AMX controller locked up every couple weeks

yanbin · February 2011

Hi everyone, we having a locked up issue for an AMX system, every couple weeks the controller locked up, needs reboot to make it work again. it had happened for last 6 months. At the beggining we thought it was a controller issue, so we changed controller(Ni3100), but iusse happened again. in this system, autopatch, iport dock, lutron lighting using RS232 contol, rest are IRs, all the AMX devices(Panels, access points, controller) connecting to a D-Link 8 ports switcher then connect to the house 3Com 48 ports ethernet switcher, did anyone have this kind of problem?

Thanks,

yanbin

ericmedley · February 2011

I have had some issues in the past with NI-2000s/3000s/4000s locking up but not in the way that one might think. What would happen is that the master is not locked up per se. The internal functions work just fine. (the rs232s,IR, IOs) But, the network card was dead. So, as far as the outside world is concerned, it's dead. No modero touch panels could connect.

This seemed to happen with the cheaper routers/switched. (particularly the old blue Linksys WG54-whatevers) The only fix was a reboot. I still have a couple systems out there that the owner refuses to upgrade to some kind of a pro level router/switch. My fix there is to program in a nightly reboot. That has fixed the issue.

The real way to see if it's genuinely locked up is the status light is frozen and not blinking.
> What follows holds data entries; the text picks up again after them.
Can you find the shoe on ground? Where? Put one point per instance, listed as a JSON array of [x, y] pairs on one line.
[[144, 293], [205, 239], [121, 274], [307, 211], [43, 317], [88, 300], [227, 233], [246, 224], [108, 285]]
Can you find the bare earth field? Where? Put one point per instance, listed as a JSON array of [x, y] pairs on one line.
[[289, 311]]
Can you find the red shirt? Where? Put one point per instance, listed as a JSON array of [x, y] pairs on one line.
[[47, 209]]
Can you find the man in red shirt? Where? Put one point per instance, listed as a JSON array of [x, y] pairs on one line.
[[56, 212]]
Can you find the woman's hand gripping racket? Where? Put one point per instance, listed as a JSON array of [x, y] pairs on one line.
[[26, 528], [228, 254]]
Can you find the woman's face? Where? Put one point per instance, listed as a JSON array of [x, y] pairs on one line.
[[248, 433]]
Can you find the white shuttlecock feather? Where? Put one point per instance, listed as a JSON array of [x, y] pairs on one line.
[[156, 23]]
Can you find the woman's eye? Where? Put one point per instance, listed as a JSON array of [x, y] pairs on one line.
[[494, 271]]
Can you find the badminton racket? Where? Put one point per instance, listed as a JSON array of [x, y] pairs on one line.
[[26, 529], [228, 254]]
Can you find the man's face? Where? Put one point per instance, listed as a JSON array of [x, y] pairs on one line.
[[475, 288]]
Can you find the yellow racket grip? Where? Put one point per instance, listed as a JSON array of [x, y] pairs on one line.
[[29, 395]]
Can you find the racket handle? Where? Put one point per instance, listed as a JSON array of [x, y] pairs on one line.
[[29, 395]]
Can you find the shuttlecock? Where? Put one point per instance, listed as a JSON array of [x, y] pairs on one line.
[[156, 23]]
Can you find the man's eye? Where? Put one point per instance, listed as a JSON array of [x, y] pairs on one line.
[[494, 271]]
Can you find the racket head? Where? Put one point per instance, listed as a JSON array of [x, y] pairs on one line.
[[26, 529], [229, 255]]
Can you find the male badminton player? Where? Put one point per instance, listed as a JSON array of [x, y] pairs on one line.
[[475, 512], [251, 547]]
If this is going on, there are a multitude of possible causes. Bad or corrupt firmware files, problem with the logic board, power issues. The list can be very long.

Jorde_V · February 2011

yanbin wrote: »

Hi everyone, we having a locked up issue for an AMX system, every couple weeks the controller locked up, needs reboot to make it work again. it had happened for last 6 months. At the beggining we thought it was a controller issue, so we changed controller(Ni3100), but iusse happened again. in this system, autopatch, iport dock, lutron lighting using RS232 contol, rest are IRs, all the AMX devices(Panels, access points, controller) connecting to a D-Link 8 ports switcher then connect to the house 3Com 48 ports ethernet switcher, did anyone have this kind of problem?

Thanks,

yanbin

Yes we have 2 systems rolled out just like this. There's 2 projectors that return 'empty' string on occasion "$FF,$FF,$FF,$FF,$FF" that locks up the message queue eventually. Or at least that's what I think. I haven't written the program myself so I'm not entirely positive, but AMX has verified that it shouldn't be the program causing it.

In the other system they do think it's the programming that's causing part of the malfunction, so we're rewriting that. At least they admit that it shouldn't be causing lock-ups though.

Edit:

Forgot to tell you it's the device controller locking up (or rather stuck in a loop) and it can't process the messages it receives.

John Nagy · February 2011

Echoing Eric's main point, probably 90% of "lockups" we see are caused by network issues. The NetLinx isn't dead, just not talking IP anymore. IR and G3 (AXLINK) devices keep working fine. No G4 panels, because they are IP.

The NetLinx IP services aren't the most robust; they've been improving in every firmware for years, but flaky networks can bring them down. I think it is not so much that the "network card" is dead, rather it seems the OS has given up talking through it.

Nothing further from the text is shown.